27. Mai, 2024

Wirtschaft

Rückgang der Steuereinnahmen erfordert Haushaltsdisziplin

Rückgang der Steuereinnahmen erfordert Haushaltsdisziplin

Die Prognosen für die zukünftigen Steuereinnahmen des deutschen Staates zeigen eine deutliche Reduktion im Vergleich zu den bisherigen Erwartungen auf. Für das Jahr 2025 rechnet der Staat mit Einnahmen von 995,2 Milliarden Euro, das sind 21,9 Milliarden Euro weniger als noch im Herbst prognostiziert. Dies teilte das Finanzministerium in Berlin am Donnerstag mit und betonte die damit verbundenen Herausforderungen für die Haushaltsplanung.

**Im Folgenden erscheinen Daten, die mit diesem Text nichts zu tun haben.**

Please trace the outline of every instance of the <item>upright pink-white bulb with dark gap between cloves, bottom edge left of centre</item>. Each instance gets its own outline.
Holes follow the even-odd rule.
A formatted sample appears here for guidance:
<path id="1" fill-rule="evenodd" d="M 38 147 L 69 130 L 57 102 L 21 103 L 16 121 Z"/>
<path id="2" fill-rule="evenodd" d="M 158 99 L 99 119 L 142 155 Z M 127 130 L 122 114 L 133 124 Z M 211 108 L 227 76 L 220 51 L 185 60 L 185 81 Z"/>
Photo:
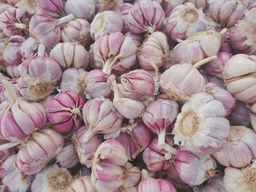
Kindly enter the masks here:
<path id="1" fill-rule="evenodd" d="M 124 183 L 128 157 L 123 145 L 110 139 L 102 142 L 94 154 L 91 183 L 99 192 L 114 192 Z"/>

Finanzminister Christian Lindner sieht in der aktuellen Schätzung einen "Realitätscheck" für den Bundeshaushalt 2025. Demnach müsse man die Erwartungen dämpfen und die Konsolidierung vorantreiben. Lindner hebt hervor, dass neue finanzielle Spielräume nicht zu erwarten seien und stattdessen Disziplin sowie Willenskraft gefordert seien. Insbesondere betont er die Bedeutung wirtschaftlichen Wachstums für den Wohlstand und stabile Staatsfinanzen in Deutschland.

In den Folgejahren bis 2028 erwartet der Staat Mindereinnahmen von insgesamt 80,7 Milliarden Euro im Vergleich zur letzten Schätzung. Vor allem für den Bund bedeuten die neuen Schätzungen einen Mindereingang von circa 11 Milliarden Euro für das Jahr 2025, was die Verhandlungen zum Bundeshaushalt erschwert. Dabei stehen Bundesministerien, die sich gegenüber den Sparvorgaben Lindners widersetzen, unter besonderem Druck. Bis Anfang Juli soll eine Einigung im Kabinett über den Haushalt erzielt werden, bevor die Beratungen im Bundestag beginnen.

Als Grund für die niedrigeren Steuerschätzungen nennt das Finanzministerium vor allem die gedämpfte Konjunkturerwartung. Die erhoffte wirtschaftliche Erholung verzögerte sich gegenüber der Prognose vom Oktober 2023. Mit einem marginalen Wachstum von 0,3 Prozent im aktuellen Jahr und einer Wachstumserwartung von 1,0 Prozent für das Jahr 2025 konfrontiert, sieht sich Deutschland einer anhaltenden Wachstumsschwäche gegenüber.

Diese Zahlen basieren auf den Ergebnissen des Arbeitskreises Steuerschätzung, der zweimal jährlich zusammenkommt und sich aus Experten der Bundesregierung, Wirtschaftsforschungsinstituten, des Statistischen Bundesamts, der Bundesbank, des Sachverständigenrats sowie Vertretern der Länderfinanzministerien und Kommunen zusammensetzt. Wichtige Entscheidungen bezüglich Sparmaßnahmen oder möglichen zusätzlichen Ausgaben für den Bundeshaushalt 2025 orientieren sich an diesen Prognosen.